Cleaning a gas hob needn’t be a job viewed with trepidation and reluctance. A beautifully sparkling hob isn’t just hygienic; it also preserves the hob’s finish, prolongs a trouble-free operation, and improves the look of your kitchen. There’s nothing like a glistening hob shine to encourage the home cook to start preparing food!

Take a planned approach and use the correct materials to get the best results.

Firstly, if your hob has stopped working effectively, it may be in dire need of a clean. Often engineer call-outs find that accumulated grease have led to blockages – resulting in an expensive, and preventable, job.

For enamel parts, use a mild, cream based cleaners. A soap filled pad is good for stubborn marks – but avoid harsh abrasives, as they can scratch the finish.

If your gas hob surface is stainless steel, then only use a simple cloth, with soapy, warm water – and dry with a similarly soft cloth. Stubborn grime and marks can be removed with specialist stainless steel products – don’t risk using generic removal cleaners.

Similarly, never use a steam cleaner on stainless steel, or resort to jabbing at stubborn grime with sharp objects – they will mark the surface (although the appearance will lessen in time.)

For cast iron parts, ensure full cooling before cleaning, and scrape off marks and food remnants with a wooden or plastic cooking implement. Finish with a soapy water wash, and a tea towel dry.

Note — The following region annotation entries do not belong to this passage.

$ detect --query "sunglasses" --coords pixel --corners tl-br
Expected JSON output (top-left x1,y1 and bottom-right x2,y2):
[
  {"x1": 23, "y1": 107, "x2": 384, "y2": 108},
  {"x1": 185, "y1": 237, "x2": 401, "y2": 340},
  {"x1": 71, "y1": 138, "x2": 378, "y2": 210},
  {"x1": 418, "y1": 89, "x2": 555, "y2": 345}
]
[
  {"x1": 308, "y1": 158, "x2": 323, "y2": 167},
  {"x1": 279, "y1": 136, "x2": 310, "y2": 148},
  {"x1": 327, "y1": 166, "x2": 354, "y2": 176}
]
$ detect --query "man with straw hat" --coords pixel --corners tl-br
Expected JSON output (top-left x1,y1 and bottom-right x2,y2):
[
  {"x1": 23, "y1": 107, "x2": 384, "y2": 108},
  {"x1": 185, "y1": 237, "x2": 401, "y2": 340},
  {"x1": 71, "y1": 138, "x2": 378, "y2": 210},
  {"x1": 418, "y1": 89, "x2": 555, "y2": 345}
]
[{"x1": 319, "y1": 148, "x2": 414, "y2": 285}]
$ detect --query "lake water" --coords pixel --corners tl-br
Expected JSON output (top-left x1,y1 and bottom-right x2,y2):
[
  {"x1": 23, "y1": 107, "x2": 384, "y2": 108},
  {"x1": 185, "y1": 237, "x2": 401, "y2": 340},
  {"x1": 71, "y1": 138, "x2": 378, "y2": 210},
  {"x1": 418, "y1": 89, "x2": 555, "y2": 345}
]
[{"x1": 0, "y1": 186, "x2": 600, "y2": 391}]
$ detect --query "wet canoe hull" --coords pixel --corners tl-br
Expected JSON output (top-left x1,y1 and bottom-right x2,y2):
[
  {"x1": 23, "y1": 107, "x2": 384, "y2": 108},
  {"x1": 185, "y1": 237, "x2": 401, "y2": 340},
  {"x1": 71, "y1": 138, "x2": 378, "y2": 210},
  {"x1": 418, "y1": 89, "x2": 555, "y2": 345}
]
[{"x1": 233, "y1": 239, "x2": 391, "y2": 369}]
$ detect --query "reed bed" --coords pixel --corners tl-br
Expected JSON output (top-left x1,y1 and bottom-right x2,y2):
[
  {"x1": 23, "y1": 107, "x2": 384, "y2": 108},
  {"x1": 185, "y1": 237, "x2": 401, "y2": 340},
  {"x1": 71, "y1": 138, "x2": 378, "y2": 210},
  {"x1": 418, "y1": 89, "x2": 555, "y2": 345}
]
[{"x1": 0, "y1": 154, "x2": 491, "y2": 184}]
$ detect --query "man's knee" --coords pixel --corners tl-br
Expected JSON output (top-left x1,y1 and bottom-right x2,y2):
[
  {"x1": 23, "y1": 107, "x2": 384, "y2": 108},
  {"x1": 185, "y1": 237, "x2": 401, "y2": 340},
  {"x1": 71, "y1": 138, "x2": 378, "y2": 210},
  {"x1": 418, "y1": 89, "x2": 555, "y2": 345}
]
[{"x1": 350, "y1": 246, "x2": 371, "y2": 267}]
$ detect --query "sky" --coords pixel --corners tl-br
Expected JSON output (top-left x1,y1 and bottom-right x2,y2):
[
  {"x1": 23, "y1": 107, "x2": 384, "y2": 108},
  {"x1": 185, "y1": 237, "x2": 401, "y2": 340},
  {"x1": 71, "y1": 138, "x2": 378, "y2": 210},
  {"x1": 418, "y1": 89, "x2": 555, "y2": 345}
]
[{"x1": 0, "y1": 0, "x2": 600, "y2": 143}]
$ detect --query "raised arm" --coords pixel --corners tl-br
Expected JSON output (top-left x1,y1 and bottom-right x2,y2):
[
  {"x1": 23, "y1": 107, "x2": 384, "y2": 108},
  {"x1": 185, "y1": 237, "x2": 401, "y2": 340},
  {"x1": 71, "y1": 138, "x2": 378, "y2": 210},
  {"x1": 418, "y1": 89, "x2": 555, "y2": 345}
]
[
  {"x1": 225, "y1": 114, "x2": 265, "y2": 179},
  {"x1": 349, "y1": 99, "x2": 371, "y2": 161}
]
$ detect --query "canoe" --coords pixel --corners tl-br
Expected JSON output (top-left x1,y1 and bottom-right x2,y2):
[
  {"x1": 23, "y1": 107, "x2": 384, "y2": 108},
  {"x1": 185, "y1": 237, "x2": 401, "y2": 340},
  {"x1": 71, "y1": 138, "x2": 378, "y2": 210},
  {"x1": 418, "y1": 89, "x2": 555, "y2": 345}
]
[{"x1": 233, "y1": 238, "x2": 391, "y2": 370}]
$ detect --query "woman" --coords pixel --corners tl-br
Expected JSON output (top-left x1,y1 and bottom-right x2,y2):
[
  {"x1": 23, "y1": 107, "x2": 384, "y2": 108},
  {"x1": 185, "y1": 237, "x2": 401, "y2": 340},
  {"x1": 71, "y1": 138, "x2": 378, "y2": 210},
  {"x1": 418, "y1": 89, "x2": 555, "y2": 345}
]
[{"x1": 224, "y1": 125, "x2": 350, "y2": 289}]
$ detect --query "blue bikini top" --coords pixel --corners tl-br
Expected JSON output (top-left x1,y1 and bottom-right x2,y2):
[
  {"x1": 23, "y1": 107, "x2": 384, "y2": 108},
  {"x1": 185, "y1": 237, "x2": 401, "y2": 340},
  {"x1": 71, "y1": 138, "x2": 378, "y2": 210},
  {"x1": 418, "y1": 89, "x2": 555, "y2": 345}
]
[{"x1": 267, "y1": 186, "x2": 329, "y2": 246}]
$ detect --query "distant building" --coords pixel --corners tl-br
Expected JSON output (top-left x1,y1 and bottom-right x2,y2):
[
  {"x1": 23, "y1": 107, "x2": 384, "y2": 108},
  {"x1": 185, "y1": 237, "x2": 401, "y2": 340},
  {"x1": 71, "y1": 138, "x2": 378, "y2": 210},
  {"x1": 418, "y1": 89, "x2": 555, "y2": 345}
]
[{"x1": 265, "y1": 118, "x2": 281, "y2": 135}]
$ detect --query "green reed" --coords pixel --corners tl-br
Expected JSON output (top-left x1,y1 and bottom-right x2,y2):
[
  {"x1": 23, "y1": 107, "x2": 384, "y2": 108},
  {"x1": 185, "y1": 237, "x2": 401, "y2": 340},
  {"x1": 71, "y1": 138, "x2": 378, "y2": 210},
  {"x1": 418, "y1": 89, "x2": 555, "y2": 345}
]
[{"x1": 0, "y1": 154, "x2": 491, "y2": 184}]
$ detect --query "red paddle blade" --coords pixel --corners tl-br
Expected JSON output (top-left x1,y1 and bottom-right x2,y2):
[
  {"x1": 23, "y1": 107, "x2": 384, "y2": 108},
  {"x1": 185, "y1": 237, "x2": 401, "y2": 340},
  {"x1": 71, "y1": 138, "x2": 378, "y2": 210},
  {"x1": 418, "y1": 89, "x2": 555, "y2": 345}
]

Griddles and supports can be washed in warm, soapy water, and then be re-seasoned (do this by pouring a drop or two of oil onto the griddle’s cooking side, and covering the surface evenly with kitchen roll. Regular vegetable oil is ideal – olive oil however, is unsuitable.)

Clean the burner-heads and caps (where the gas flames appear) of any deposits using a nylon brush. Brown markings will be fat or carbon deposits – try a soap filled pad, gently on them. Do not put burners to soak in a sink, or in the dishwater. Make sure the burners are correctly positioned into place after cleaning.

Plastic and painted parts can be cleaned with a cloth soaked in soapy, warm water – allow it to cool, switch off the electricity, and avoid using any abrasive cleaners or bleaches.